Владимир в Киеве только заменил обветшавшую статую Перуна новою, а Добрыня

в Новгороде воздвиг кумир Перуна потому, что «в начале каждого княжения

было принято поставлять в главнейших городах по новому кумиру». Точно так

же, как впоследствии князья-христиане воздвигали новые христианские храмы

на новых местах, так и Владимир строит

- новое капище там, где его раньше не существовало.

И все-таки большинство ученых не согласилось с тем, что описанная

летописцем установка идолов в Киеве являлась обычным делом. Высказывалось

предположение о том, что это были уступки князя Владимира старой знати,

тем, кто помог ему войти в Киев. Владимир в борьбе за власть использовал

лозунг борьбы за старую веру, объединив новгородскую знать, полочан,

влиятельных приверженцев древнерусской религии, недовольных прохристианской

политикой Ярополка. После захвата Киева, считает Г. М. Филист, он изгнал из

города миссионеров и соратников Ярополка.

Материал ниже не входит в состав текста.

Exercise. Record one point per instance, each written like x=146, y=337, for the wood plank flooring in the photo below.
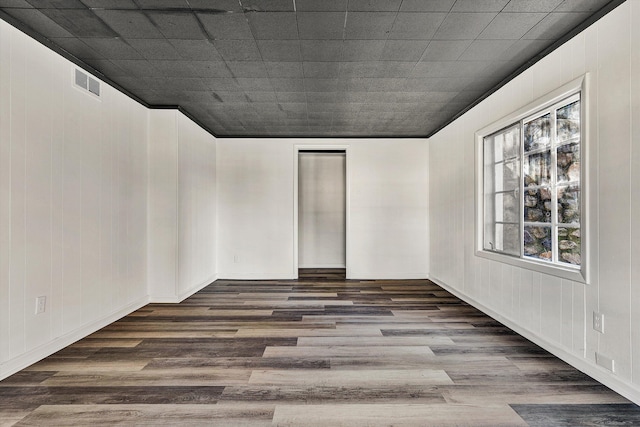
x=319, y=351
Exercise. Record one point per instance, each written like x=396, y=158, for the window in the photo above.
x=531, y=185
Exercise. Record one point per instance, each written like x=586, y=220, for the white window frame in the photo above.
x=535, y=108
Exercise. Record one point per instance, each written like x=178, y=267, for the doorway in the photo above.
x=321, y=211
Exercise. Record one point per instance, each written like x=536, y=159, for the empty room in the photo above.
x=320, y=212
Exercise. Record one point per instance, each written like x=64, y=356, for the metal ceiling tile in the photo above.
x=112, y=48
x=320, y=85
x=227, y=26
x=531, y=5
x=479, y=5
x=268, y=5
x=445, y=50
x=110, y=4
x=324, y=70
x=22, y=4
x=463, y=26
x=555, y=25
x=321, y=25
x=511, y=26
x=261, y=96
x=77, y=46
x=57, y=4
x=256, y=84
x=284, y=69
x=177, y=25
x=288, y=97
x=321, y=50
x=287, y=84
x=386, y=84
x=427, y=5
x=163, y=4
x=273, y=25
x=209, y=69
x=247, y=69
x=202, y=50
x=416, y=25
x=374, y=5
x=154, y=49
x=238, y=50
x=483, y=50
x=369, y=25
x=580, y=6
x=403, y=50
x=221, y=84
x=79, y=22
x=218, y=5
x=129, y=23
x=38, y=22
x=280, y=50
x=136, y=68
x=321, y=6
x=362, y=50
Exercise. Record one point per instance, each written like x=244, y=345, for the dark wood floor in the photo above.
x=320, y=351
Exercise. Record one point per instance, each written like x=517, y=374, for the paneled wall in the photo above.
x=387, y=212
x=73, y=185
x=554, y=312
x=182, y=206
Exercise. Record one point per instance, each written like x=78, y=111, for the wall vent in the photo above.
x=86, y=82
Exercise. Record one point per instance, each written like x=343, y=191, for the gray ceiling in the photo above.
x=315, y=68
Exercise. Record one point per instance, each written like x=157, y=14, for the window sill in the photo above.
x=574, y=274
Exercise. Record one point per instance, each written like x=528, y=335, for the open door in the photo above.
x=321, y=209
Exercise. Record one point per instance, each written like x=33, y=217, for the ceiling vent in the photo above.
x=88, y=83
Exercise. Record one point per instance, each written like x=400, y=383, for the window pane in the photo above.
x=511, y=145
x=537, y=133
x=507, y=207
x=569, y=204
x=569, y=163
x=569, y=245
x=507, y=239
x=537, y=205
x=568, y=121
x=537, y=169
x=537, y=242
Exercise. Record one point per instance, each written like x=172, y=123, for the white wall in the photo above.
x=73, y=182
x=321, y=210
x=387, y=207
x=182, y=207
x=554, y=312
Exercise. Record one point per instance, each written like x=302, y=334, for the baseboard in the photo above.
x=175, y=299
x=615, y=383
x=27, y=359
x=322, y=266
x=256, y=276
x=354, y=275
x=186, y=294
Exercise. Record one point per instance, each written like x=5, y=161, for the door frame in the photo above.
x=296, y=155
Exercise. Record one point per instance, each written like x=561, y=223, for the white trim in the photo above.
x=321, y=147
x=322, y=266
x=569, y=89
x=619, y=385
x=256, y=276
x=174, y=299
x=388, y=276
x=28, y=358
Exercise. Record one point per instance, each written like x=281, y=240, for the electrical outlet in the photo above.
x=598, y=322
x=605, y=362
x=41, y=304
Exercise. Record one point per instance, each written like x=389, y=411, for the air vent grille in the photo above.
x=86, y=82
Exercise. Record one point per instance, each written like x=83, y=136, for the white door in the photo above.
x=321, y=209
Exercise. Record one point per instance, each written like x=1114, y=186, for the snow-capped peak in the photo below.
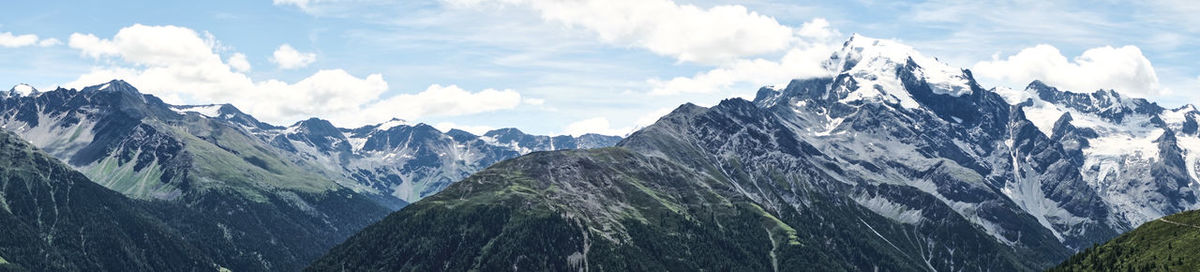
x=393, y=122
x=875, y=62
x=23, y=90
x=210, y=110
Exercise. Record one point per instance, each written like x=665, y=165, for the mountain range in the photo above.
x=894, y=161
x=250, y=195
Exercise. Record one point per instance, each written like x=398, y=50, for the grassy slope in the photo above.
x=55, y=219
x=628, y=213
x=1155, y=246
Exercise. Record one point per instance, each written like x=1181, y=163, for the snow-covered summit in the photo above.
x=877, y=66
x=22, y=90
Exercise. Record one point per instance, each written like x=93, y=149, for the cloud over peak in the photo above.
x=1125, y=70
x=288, y=58
x=184, y=67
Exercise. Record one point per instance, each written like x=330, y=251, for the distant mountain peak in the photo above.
x=877, y=68
x=113, y=85
x=22, y=90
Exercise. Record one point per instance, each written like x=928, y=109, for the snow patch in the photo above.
x=875, y=62
x=211, y=110
x=891, y=210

Большинство ученых, обсуждавших эту проблему, называют это событие

языческой реформой, однако сущность этой реформы и ее направленность

оценивают по-разному. В частности, А. Г. Кузьмин не без оснований считает

религиозную реформу 980 г. одной из загадок эпохи. Действительно, почему

только шесть богов оказались в новом пантеоне, по каким причинам в нем

отсутствовал Велес, что заставило Владимира заняться реформацией язычества,

когда в Киеве уже было известно христианство? Весьма аргументированной

представляется точка зрения тех, кто считает действия князя Владимира

попыткой модернизации языческой религии.

Одним из первых исследователей, серьезно занимавшихся этим вопросом, был Е.

В. Аничков. Считая реформу 980 г. религиозно-политической, он выделял в ней

«две реформы». Первая заключалась в том, что Перун, ранее бог-покровитель

князя и его дружины, был объявлен «общим богом», верховным божеством

древнерусского государства. В итоге оба главных пункта великого пути из

варяг в греки (Киев и Новгород), давно уже находившиеся в руках Игоревичей,

отныне как бы окончательно были сведены воедино общим культом Перуна.

Вторая реформа состояла в объединении вокруг Перуна целого ряда богов.

Позднее эта точка зрения разрабатывалась в трудах В. В. Мавродина, Б. Д.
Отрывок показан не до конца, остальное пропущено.